The huge sums invested in the biotech industry supposed to alleviate world hunger have failed to deliver thus far. The USAID-funded Consultative Group for International Agricultural Research (CGIAR) has recently received $100 million towards its "Harvest Plus Plan" to produce "second generation" GM crops - maize, cassava and sweet potato in Africa. But there is already evidence that organic farmers are achieving record yields with their crops in Africa without the need for GM varieties (see "Greening Ethiopia" series, SiS 23).
At the World Food Summit in 2002, the FAO engaged with the NGO Forum on Food Sovereignty to make a commitment to strengthen the principle of patent-free seeds and local food production by rural people. But they have clearly reneged on their commitment in saying that hunger can be solved by genetic engineering.
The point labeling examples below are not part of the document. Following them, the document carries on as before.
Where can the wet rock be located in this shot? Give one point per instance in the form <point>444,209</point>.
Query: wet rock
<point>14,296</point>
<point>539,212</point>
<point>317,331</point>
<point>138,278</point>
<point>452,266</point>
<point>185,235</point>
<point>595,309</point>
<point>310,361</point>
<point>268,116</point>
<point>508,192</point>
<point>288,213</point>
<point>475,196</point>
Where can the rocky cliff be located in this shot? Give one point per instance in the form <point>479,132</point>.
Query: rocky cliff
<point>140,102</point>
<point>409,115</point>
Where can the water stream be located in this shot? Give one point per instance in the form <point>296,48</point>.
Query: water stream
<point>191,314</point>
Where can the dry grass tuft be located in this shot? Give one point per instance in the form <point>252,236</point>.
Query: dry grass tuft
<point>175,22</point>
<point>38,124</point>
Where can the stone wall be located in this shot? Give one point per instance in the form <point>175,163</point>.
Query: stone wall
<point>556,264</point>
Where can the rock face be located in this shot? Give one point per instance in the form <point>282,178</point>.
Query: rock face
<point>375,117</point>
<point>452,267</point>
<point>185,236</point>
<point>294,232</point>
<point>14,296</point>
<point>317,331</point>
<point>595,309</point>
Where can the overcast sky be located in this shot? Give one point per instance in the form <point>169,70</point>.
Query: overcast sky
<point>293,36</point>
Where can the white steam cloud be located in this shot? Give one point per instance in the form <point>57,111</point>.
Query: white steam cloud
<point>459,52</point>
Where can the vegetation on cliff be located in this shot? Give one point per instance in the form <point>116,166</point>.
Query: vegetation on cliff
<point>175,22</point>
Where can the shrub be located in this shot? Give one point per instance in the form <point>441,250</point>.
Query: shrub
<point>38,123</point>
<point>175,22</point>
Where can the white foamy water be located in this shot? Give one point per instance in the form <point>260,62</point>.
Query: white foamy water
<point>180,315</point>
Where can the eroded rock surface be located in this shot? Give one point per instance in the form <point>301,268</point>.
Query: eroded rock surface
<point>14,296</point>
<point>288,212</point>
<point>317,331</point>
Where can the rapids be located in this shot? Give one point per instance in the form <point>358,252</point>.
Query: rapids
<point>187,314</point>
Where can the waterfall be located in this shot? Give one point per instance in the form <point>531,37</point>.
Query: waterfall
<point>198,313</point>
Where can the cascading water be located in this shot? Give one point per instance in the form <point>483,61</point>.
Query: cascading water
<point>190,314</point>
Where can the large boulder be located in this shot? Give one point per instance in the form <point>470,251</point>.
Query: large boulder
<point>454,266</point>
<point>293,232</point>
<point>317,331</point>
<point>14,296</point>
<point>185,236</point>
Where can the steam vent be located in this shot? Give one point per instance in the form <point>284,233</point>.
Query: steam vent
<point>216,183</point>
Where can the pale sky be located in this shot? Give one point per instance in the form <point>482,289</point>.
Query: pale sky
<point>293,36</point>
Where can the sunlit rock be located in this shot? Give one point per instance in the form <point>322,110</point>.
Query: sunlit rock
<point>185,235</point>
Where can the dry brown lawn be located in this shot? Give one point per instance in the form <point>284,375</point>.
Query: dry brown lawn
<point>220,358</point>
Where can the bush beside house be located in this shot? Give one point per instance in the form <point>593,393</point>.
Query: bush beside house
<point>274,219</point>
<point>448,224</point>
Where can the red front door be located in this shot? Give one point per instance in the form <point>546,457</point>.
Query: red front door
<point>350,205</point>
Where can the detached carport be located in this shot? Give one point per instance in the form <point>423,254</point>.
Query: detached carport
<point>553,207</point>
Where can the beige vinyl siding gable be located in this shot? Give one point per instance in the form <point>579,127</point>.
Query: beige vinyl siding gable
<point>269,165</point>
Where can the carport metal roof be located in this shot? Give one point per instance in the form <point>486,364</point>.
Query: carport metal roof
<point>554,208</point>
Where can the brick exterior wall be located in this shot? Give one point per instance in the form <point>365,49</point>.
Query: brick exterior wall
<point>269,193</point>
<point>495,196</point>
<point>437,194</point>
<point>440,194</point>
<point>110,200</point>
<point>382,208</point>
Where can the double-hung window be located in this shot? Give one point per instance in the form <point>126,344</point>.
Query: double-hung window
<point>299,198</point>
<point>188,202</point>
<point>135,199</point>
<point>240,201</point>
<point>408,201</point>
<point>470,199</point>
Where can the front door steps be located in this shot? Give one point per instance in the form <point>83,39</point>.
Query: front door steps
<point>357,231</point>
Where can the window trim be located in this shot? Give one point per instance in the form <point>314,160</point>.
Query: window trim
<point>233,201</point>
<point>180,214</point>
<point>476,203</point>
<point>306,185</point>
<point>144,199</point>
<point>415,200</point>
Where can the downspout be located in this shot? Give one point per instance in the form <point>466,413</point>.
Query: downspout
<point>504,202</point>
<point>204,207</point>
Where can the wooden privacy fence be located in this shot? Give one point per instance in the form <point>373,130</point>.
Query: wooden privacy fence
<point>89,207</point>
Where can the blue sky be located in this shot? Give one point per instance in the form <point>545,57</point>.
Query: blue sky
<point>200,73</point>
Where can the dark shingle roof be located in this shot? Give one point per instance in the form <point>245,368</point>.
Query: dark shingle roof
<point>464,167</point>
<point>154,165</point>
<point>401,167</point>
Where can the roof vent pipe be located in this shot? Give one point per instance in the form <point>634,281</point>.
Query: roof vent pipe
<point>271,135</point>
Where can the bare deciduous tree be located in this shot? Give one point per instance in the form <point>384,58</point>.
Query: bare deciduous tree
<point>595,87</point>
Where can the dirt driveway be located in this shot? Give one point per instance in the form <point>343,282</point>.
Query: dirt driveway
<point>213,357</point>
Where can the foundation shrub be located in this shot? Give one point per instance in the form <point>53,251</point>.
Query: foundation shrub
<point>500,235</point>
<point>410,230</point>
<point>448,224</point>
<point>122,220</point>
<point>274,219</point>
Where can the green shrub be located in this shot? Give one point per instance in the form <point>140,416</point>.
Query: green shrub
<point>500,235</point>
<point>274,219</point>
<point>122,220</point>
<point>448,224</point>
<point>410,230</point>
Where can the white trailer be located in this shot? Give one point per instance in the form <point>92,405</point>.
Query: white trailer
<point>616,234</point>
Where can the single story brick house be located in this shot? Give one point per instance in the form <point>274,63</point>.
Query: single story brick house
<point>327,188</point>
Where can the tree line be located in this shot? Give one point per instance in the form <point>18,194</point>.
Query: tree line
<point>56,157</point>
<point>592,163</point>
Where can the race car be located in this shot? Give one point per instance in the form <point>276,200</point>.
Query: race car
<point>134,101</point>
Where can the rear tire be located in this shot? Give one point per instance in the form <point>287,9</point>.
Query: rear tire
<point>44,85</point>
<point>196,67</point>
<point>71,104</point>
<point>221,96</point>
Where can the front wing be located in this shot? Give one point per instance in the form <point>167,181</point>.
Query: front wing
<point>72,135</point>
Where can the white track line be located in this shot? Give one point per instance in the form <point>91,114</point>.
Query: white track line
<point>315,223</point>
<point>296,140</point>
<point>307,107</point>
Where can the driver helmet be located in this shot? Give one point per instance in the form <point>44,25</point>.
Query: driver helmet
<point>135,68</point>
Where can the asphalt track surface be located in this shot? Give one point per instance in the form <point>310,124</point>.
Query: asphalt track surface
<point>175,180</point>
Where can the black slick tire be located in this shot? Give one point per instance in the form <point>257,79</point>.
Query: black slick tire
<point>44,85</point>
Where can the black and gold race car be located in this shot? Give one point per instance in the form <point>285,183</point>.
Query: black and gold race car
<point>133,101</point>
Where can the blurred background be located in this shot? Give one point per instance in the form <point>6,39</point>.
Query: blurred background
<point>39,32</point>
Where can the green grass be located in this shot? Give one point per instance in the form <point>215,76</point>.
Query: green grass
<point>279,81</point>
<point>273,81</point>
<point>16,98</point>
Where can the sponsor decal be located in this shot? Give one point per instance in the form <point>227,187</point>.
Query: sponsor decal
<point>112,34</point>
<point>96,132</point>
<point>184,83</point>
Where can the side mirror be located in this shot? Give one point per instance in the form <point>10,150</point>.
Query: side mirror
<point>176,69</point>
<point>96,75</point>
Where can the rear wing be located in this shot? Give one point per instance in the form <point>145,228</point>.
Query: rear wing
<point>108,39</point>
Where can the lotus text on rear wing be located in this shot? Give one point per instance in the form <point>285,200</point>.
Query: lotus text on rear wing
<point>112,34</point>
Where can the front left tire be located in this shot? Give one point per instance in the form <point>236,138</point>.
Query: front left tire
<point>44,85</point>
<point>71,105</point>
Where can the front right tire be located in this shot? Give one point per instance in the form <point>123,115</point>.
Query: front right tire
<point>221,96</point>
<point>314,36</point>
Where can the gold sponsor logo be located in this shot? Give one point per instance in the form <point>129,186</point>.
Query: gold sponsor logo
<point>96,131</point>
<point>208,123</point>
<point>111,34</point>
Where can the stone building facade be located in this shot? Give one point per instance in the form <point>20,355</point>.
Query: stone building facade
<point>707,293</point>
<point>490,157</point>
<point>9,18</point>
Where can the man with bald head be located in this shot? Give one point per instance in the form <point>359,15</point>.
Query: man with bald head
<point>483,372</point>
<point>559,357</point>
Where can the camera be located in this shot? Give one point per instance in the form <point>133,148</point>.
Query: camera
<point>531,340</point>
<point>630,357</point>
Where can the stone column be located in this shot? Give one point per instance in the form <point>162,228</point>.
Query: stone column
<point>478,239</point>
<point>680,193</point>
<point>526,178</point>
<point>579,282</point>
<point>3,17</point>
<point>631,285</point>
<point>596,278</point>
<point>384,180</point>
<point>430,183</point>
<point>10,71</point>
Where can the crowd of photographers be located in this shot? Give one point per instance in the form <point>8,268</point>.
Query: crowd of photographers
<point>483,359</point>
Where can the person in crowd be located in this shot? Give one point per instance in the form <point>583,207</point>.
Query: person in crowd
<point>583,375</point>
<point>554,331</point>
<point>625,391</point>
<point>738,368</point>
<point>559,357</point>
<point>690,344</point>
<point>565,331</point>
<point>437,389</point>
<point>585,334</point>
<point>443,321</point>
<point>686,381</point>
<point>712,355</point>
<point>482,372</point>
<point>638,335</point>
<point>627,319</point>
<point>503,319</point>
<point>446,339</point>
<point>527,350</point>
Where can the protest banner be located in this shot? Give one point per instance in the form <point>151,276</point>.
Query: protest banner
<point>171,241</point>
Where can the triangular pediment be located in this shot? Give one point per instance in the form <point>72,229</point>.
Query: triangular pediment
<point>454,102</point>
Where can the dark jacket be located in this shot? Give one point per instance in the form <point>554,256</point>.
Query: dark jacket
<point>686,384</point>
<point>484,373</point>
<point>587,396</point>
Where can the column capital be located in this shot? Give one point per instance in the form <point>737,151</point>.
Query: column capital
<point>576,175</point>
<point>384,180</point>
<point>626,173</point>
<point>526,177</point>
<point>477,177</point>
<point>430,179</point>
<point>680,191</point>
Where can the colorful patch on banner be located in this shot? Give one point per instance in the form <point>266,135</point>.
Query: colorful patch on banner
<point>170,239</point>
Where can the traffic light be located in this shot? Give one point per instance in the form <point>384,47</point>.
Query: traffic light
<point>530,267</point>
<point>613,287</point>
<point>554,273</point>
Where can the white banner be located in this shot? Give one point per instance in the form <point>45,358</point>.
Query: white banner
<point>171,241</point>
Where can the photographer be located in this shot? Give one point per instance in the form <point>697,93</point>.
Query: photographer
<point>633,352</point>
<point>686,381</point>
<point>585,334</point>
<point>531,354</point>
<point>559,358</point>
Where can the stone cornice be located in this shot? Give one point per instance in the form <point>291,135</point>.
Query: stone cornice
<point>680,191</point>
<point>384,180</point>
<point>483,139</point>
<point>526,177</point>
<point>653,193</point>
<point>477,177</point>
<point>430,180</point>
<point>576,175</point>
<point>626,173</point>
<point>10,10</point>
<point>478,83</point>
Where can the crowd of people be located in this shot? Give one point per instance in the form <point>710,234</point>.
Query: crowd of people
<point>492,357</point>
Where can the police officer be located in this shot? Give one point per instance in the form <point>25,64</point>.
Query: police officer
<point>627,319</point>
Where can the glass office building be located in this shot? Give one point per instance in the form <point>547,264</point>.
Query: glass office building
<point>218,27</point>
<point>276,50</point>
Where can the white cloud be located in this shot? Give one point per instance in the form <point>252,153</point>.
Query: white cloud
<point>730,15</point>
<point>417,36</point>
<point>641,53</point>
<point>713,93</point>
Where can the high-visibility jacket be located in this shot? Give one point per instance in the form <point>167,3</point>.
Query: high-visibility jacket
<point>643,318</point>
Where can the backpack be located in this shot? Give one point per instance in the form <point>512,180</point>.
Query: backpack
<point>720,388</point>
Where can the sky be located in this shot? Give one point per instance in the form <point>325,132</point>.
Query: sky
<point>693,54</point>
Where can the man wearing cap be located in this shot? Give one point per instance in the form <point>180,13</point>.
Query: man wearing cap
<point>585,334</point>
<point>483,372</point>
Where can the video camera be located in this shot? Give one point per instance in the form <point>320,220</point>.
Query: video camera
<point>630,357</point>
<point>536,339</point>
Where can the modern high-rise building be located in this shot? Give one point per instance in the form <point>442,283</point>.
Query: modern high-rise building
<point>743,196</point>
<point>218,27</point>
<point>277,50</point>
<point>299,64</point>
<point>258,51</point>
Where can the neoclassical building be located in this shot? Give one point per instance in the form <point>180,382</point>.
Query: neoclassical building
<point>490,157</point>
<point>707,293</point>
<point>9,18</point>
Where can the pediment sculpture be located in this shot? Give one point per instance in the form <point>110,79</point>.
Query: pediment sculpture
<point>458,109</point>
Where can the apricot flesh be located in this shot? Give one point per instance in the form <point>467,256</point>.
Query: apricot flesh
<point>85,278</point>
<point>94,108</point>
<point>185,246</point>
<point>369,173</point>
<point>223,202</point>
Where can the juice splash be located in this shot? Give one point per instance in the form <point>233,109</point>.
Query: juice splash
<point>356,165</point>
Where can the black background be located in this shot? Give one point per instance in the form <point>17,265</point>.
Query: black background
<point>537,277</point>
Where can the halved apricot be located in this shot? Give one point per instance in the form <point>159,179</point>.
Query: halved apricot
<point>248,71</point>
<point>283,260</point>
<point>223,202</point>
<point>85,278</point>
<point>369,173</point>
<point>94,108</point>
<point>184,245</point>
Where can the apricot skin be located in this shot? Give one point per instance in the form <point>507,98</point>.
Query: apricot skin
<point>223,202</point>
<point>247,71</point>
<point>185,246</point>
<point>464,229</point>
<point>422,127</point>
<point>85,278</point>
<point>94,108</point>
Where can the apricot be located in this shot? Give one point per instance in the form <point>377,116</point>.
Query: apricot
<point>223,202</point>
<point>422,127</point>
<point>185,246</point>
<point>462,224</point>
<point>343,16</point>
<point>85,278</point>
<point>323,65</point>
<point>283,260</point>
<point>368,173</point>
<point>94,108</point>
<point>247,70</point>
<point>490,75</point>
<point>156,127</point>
With this change of mind, the FAO now appears to be open to supporting terminator technology (sterile seed lines), which would be another radical departure from their stance only four years ago. And this has called their independence and integrity into question. This effective support of corporate bio-piracy is responsible for threatening the collective work of farmers over countless millennia in creating new breeds of agricultural crops.
The first decade of commercial GM crops have failed even the biotech companies. Promises have been broken and benefits from GM have not materialised. Moratoriums and bans against GM crops have been put into place in many countries mainly because of concerns over health and transgenic contamination. Citizen opposition in Europe has ensured that GM products are kept off the shelf and consumer and retailer rejection has forced Monsanto to delay commercialisation of GM wheat planned for 2004. The biotech vision of predominant GM monocultures will fuel mounting concerns over the ecological impacts of industrial agriculture. Fortunately, there are many sustainable low input alternatives that are safe and more cost effective. (See The Case for a GM-Free Sustainable World, ISP Report.).
Aside from the UN Guidelines for Consumer Protection, Consumers International has identified four crucial tools that civil society can use to safeguard their civil rights:
Steps must be taken to improve citizens' rights to redress, so that farmers are adequately compensated for damages and losses incurred when GM crops fail in harvest, or GM seeds and pollen contaminate local crop varieties. CI also supports consumer education rights whereby critical information on the development of biotechnology is accessible and wholly in the public domain. It cautions against measures that destroy existing healthy food production systems, exclude the majority of small-scale farmers (1 in 6 people in developing countries are food producers) and reduce the diversity of food bases for the future.
Historically, hunger is a political problem that requires political will to create stable markets for small food producers and to encourage land use by rural families. This would enable the production of larger amounts of quality foodstuffs in rural areas through investing in truly sustainable alternatives such as agroecology and biodiversity management (see "Corporate hijack of sustainable agriculture", ISIS report 17 Nov 2004 ).